Virtual WiFi on Linux?
Jim Thompson
jim
Wed Oct 19 13:33:03 PDT 2005
On Oct 19, 2005, at 10:18 AM, Jean Tourrilhes wrote:
> On Wed, Oct 19, 2005 at 09:50:17AM -1000, Jim Thompson wrote:
>
>>
>> On Oct 19, 2005, at 9:00 AM, Jean Tourrilhes wrote:
>>
>>
>>> Performance is not everything. Sometime, you want more
>>> flexibility. I can see scenario where I would be willing to trade
>>> performance for the flexibility given by this scheme. I can see
>>> scenario where I would even be willing to use the AP scheduling
>>> described above, which in term of performance is really a drag.
>>>
>>
>> I think you don't understand the issues at the PHY layer.
>>
>
> Most likely. I though it was impossible to do 802.11 and BT
> through a single radio and was proven wrong.
Well, they're entirely different PHYs, so it is impossible.
Now, if you're talking about being able to have both functions
running on the same chipset
(though with different front-ends (PHYs), using the same T/R chain,
then it just requires some...
co-ordination.
You really don't want 'B' to transmit while 'A' is attempting to
receive a frame. Doing so changes the channel (an by 'channel' here
I mean "the characteristics of the medium", not "the center
frequency"), which means that any channel correlation is suddenly
quite obsolete, and demodulation of the incoming frame is now
impossible (with high probability). Put simply, "A" can't ACK that
frame (because it turned to goo.)
802.11 has this idea of "Clear Channel Assessment". The PHY will
sit and listen to the media. If the media is 'busy' (successfull
PLCP header received and/or signal strength above a threshold), then
CCA goes low, and the transmitter is barred from sending a frame.

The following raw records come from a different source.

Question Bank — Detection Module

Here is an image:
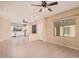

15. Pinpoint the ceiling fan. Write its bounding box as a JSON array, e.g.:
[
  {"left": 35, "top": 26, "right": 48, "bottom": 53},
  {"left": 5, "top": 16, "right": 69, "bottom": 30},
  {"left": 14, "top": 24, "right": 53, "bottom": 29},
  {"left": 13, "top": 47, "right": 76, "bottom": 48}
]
[
  {"left": 32, "top": 1, "right": 58, "bottom": 12},
  {"left": 22, "top": 19, "right": 28, "bottom": 26}
]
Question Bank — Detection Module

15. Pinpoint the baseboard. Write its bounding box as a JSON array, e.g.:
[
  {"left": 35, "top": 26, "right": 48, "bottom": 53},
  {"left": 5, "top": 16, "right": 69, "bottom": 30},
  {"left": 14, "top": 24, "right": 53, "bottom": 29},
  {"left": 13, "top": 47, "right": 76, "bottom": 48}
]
[{"left": 43, "top": 40, "right": 79, "bottom": 51}]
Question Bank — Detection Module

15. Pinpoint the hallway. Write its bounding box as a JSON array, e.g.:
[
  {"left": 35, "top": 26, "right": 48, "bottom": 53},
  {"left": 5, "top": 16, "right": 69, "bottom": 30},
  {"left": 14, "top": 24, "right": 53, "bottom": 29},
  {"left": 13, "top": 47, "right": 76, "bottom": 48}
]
[{"left": 0, "top": 38, "right": 79, "bottom": 58}]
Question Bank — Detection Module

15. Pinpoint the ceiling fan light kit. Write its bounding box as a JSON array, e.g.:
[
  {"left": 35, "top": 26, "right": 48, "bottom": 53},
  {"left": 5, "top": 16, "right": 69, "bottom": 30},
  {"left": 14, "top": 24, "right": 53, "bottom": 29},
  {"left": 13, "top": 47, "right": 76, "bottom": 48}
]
[{"left": 32, "top": 1, "right": 58, "bottom": 12}]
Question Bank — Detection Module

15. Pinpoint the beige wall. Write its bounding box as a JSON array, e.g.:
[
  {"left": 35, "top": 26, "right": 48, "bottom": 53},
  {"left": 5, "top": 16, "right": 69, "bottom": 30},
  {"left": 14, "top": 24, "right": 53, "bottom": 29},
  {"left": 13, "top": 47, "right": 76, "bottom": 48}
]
[
  {"left": 43, "top": 7, "right": 79, "bottom": 50},
  {"left": 0, "top": 17, "right": 11, "bottom": 42},
  {"left": 28, "top": 18, "right": 44, "bottom": 41}
]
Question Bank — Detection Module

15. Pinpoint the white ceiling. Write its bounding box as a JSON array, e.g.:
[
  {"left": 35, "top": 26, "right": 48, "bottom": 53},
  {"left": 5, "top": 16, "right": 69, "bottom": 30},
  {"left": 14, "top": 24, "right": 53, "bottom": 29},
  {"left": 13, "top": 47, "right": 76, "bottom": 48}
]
[{"left": 0, "top": 1, "right": 79, "bottom": 23}]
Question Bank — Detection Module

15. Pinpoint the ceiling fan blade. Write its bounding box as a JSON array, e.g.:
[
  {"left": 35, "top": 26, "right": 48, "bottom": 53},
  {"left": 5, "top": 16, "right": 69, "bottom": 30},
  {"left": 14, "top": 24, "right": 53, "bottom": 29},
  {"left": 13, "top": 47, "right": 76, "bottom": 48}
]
[
  {"left": 31, "top": 4, "right": 42, "bottom": 7},
  {"left": 22, "top": 24, "right": 27, "bottom": 26},
  {"left": 42, "top": 1, "right": 46, "bottom": 3},
  {"left": 39, "top": 8, "right": 42, "bottom": 12},
  {"left": 47, "top": 7, "right": 52, "bottom": 12},
  {"left": 23, "top": 19, "right": 28, "bottom": 23},
  {"left": 47, "top": 2, "right": 58, "bottom": 6}
]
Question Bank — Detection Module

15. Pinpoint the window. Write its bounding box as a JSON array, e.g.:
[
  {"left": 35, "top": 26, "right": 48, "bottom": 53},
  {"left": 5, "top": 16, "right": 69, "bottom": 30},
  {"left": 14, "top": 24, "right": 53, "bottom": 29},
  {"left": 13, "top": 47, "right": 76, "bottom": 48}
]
[
  {"left": 54, "top": 16, "right": 75, "bottom": 37},
  {"left": 63, "top": 27, "right": 71, "bottom": 34},
  {"left": 32, "top": 25, "right": 36, "bottom": 33},
  {"left": 13, "top": 26, "right": 22, "bottom": 31}
]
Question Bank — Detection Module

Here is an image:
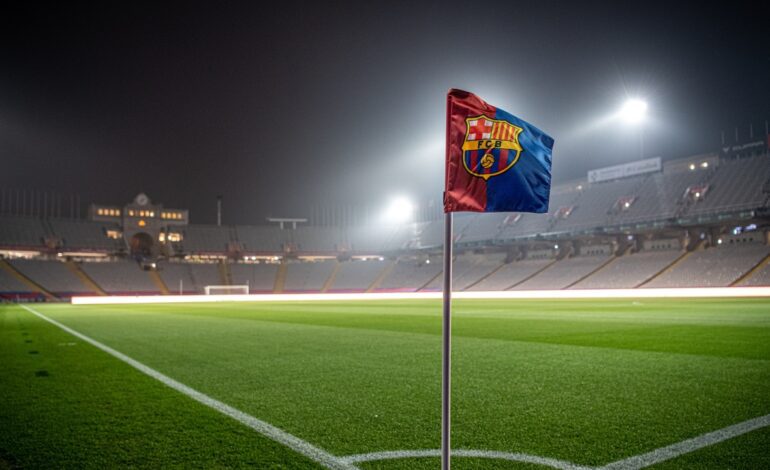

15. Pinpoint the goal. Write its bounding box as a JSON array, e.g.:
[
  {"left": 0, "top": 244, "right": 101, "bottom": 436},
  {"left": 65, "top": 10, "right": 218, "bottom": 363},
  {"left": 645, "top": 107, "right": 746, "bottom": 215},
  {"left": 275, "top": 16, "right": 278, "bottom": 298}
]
[{"left": 204, "top": 285, "right": 250, "bottom": 295}]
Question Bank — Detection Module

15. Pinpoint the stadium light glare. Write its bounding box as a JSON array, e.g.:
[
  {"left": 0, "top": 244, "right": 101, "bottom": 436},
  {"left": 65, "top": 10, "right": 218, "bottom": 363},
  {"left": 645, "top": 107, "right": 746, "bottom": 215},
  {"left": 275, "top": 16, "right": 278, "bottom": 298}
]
[
  {"left": 620, "top": 99, "right": 647, "bottom": 124},
  {"left": 383, "top": 196, "right": 414, "bottom": 224}
]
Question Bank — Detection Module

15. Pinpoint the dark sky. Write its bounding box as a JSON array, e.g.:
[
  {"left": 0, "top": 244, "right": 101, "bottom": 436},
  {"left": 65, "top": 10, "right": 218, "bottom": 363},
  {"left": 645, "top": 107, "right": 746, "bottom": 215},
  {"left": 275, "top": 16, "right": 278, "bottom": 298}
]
[{"left": 2, "top": 1, "right": 768, "bottom": 224}]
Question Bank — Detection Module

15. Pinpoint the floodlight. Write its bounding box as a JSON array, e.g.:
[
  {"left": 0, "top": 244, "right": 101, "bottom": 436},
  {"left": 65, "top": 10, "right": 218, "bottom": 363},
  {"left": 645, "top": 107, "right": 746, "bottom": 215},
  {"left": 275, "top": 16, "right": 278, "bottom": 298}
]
[
  {"left": 383, "top": 197, "right": 413, "bottom": 224},
  {"left": 620, "top": 99, "right": 647, "bottom": 124}
]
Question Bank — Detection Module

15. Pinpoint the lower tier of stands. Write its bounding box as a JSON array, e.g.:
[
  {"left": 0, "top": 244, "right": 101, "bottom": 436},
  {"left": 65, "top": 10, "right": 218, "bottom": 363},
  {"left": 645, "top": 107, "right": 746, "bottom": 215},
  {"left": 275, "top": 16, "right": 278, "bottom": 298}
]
[{"left": 2, "top": 241, "right": 769, "bottom": 300}]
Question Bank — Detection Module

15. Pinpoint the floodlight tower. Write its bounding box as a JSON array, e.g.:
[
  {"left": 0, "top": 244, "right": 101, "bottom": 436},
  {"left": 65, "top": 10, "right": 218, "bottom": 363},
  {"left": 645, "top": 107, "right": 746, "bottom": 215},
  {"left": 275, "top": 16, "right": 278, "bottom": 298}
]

This is why, sans co-ordination (or a lot of filtering), two radios
(even on ch1 and ch11) in the same box don't work.
Turns out that some chipsets expose a pin (hardware) or register
(software) with this CCA signal (or its analog) on it, and this can
be used to co-ordinate multiple MACs (802.11 or not) from stomping on
an incoming frame. Vivato's 'multiple radio' based products work
this way. You could even inject enough RF signal in and adjacent
transceiver while receiving a frame to ensure that CCA gets set,
precluding any transmits by co-located transceivers.
Doing similar things internal to a chipset that implements BT and
802.11 (as Mobilian implemented) is really straight-forward.